There was a man in Ireland, whose name was O’Cronicert, and his dwelling place was Corr-water, and he spent all he had on the great nobles of Ireland, bringing them for days’ entertainment and for nights’ entertainment, till he had nothing left but an old tumble-down black house, and an old wife, and an old lame white horse. The thought that came into his head was, to go to the King of Ireland for assistance, to see what he would give. He cut a cudgel of grey oak in the outskirt of the wood, and sat on the back of the old lame white horse, and set off at speed through wood, and through moss, and through rugged ground, till he reached the King’s house. The custom was, that a man should be a year and a day in the King’s house before being asked the object of his journey. After being there a year and a day, the King said, “O’Cronicert, it is not without a cause for your journey you have come here.” “It is not,” said O’Cronicert, “it is for assistance I have come here. You know it was for yourself and your great nobles I spent my property entirely.” “You will wait,” said the King, “till I bring in the children”; and they were there as men called them Murdoch Mac Brian, and Duncan Mac Brian, and Torgill Mac Brian, and Brian Borr Mac Cimi, and his sixteen foster brothers with every one of them.
“I will give,” said Murdoch Mac Brian, “a hundred milch cows to him.”
“I will give,” said Duncan Mac Brian, “a hundred farrow cows to him, in case they should be in calf all in one year.”

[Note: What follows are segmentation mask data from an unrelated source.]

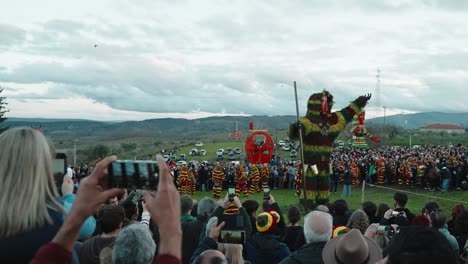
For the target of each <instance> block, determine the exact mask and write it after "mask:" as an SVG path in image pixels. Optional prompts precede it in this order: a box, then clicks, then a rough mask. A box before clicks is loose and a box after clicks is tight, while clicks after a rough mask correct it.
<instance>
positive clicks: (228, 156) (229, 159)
mask: <svg viewBox="0 0 468 264" xmlns="http://www.w3.org/2000/svg"><path fill="white" fill-rule="evenodd" d="M235 159H236V156H235V155H234V152H232V151H231V152H229V153H228V160H235Z"/></svg>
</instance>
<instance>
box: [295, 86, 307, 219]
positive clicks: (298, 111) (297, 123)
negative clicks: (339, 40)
mask: <svg viewBox="0 0 468 264" xmlns="http://www.w3.org/2000/svg"><path fill="white" fill-rule="evenodd" d="M294 96H295V97H296V117H297V124H300V123H299V102H298V100H297V87H296V81H294ZM298 129H299V140H300V142H299V143H300V144H299V148H300V150H301V166H300V170H301V176H302V189H303V192H304V211H305V212H306V213H308V212H309V209H308V201H307V189H306V181H305V180H306V178H305V171H304V147H303V146H304V142H303V141H302V126H299V127H298Z"/></svg>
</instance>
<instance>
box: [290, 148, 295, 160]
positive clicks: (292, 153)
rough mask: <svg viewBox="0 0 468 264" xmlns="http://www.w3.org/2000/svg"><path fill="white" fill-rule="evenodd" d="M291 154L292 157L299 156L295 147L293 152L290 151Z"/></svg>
mask: <svg viewBox="0 0 468 264" xmlns="http://www.w3.org/2000/svg"><path fill="white" fill-rule="evenodd" d="M289 156H291V158H295V157H297V151H296V150H295V149H293V150H291V152H289Z"/></svg>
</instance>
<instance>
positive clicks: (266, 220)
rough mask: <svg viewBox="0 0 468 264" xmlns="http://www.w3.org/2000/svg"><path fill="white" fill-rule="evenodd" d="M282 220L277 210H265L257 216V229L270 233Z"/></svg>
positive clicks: (263, 231)
mask: <svg viewBox="0 0 468 264" xmlns="http://www.w3.org/2000/svg"><path fill="white" fill-rule="evenodd" d="M279 220H280V215H279V214H278V212H276V211H269V212H263V213H261V214H259V215H258V216H257V223H256V225H257V230H258V232H261V233H270V232H273V230H274V229H275V226H276V224H277V223H278V222H279Z"/></svg>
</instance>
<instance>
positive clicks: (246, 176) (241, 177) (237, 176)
mask: <svg viewBox="0 0 468 264" xmlns="http://www.w3.org/2000/svg"><path fill="white" fill-rule="evenodd" d="M248 180H249V178H248V177H247V173H245V169H244V165H242V164H239V170H238V171H237V174H236V177H235V181H236V195H239V193H240V192H243V193H244V197H247V196H249V190H248V189H247V181H248Z"/></svg>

“I will give him,” said Torgill Mac Brian, “a hundred brood mares.”
“I will give him,” said Brian Borr Mac Cimi, “a hundred sheep.”
After O’Cronicert got this, he was not going away. The King told him to go away, that it was difficult to keep his herd separate from the King’s own, and to take it away. He said to the King that he had one thing in view, and if he got it from the King, he would prefer it to all he had already got.
“It is certain,” said the King, “it must be some bad thing or other; you had better tell it, that I may let you away.”
“It is,” he said, “the lap-dog, that is out and in after the Queen, that I wish for”; and the King gave him permission to take it with him.
He took the lap-dog, leapt on the back of the old lame white horse, and went off at speed, without one look at the herd, through wood, and through moss, and through rugged ground. After he had gone some distance through the wood, a roe-buck leapt out of the wood, and the lap-dog went after it, and in an instant they were out of sight.
Close upon the evening, he saw the lap-dog coming, and a royal stag before it, and the deer started up as a woman behind O’Cronicert, the handsomest that eye had ever seen from the beginning of the universe till the end of eternity. O’Cronicert caught her, and she asked him to let her go, and he said there would be no separation in life between them.